Naik 4,6%, Saham Barito Pacific Paling Moncer di Jajaran LQ45
Houtmand P Saragih, CNBC Indonesia
20 September 2018 11:01

Jakarta, CNBC Indonesia - Saham PT Barito Pacific Tbk (BRPT) menjadi saham di daftar LQ45 yang naik tinggi pada perdagangan hari ini. Investor ramai mentransaksikan saham ini, karena ada ekspektasi kinerja keuangan perseroan membaik setelah perseron mengkonsolidasi pendapatan dari Star Energy.
Harga saham BRPT pada perdagangan pagi ini naik 4,61% ke level harga Rp 1.815/saham. Volume perdagangan saham tercatat mencapai 19,78 juta saham senilai Rp 35,76 miliar.

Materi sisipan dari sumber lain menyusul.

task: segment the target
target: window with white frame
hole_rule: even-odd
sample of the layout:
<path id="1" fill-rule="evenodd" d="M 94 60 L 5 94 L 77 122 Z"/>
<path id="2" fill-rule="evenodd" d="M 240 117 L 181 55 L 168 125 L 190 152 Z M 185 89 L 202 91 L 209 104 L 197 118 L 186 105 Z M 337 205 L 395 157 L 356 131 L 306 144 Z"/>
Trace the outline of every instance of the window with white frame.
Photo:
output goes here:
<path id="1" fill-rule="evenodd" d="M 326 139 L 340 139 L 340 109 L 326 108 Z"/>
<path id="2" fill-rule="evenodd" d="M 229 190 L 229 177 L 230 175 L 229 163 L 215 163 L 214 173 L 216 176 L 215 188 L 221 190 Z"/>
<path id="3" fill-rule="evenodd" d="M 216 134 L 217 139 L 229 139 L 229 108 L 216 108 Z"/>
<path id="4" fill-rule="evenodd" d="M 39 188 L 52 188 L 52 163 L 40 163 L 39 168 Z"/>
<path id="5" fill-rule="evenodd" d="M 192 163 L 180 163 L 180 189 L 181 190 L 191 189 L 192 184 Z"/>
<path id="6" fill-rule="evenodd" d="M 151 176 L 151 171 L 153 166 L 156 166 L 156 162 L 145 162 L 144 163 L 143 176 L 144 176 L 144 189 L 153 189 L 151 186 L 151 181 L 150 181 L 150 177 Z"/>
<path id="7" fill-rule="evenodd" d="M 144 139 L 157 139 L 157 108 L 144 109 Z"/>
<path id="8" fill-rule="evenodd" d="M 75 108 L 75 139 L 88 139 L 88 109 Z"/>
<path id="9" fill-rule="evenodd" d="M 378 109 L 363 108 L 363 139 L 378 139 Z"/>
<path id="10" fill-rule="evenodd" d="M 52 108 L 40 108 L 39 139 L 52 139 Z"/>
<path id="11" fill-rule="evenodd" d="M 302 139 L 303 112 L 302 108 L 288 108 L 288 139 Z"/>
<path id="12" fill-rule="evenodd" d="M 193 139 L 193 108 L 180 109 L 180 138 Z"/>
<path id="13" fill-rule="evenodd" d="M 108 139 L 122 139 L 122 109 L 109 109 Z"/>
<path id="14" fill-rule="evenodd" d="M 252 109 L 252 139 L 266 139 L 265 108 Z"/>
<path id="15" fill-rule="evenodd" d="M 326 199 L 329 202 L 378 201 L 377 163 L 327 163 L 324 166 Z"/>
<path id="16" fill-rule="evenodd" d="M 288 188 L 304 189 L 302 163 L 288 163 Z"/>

Dalam sepekan terakhir, harga saham BRPT naik 12,04%. Namun dari awal tahun hingga hari ini, harga saham BRPT tercatat masih mengalami koreksi 19,09%.
Dari sisi kinerja, BRPT pada semester I-2018 mengalami penurunan laba bersih mencapai 46,68% menjadi US$ 41,64 juta. Penurunan laba perusahaan ini disebabkan penurunan kontribusi dari entitas anak usaha dan refinancing sejumlah utang perusahaan.
Investor Relations Barito Pasific Allan Alcazar menyebutkan bahwa pada kuartal II-2018 anak usaha PT Chandra Asri Petrochemical Tbk (TPIA) yang mengalami penghentian produksi selama 95 hari sehingga mengurangi pendapatan perusahaan.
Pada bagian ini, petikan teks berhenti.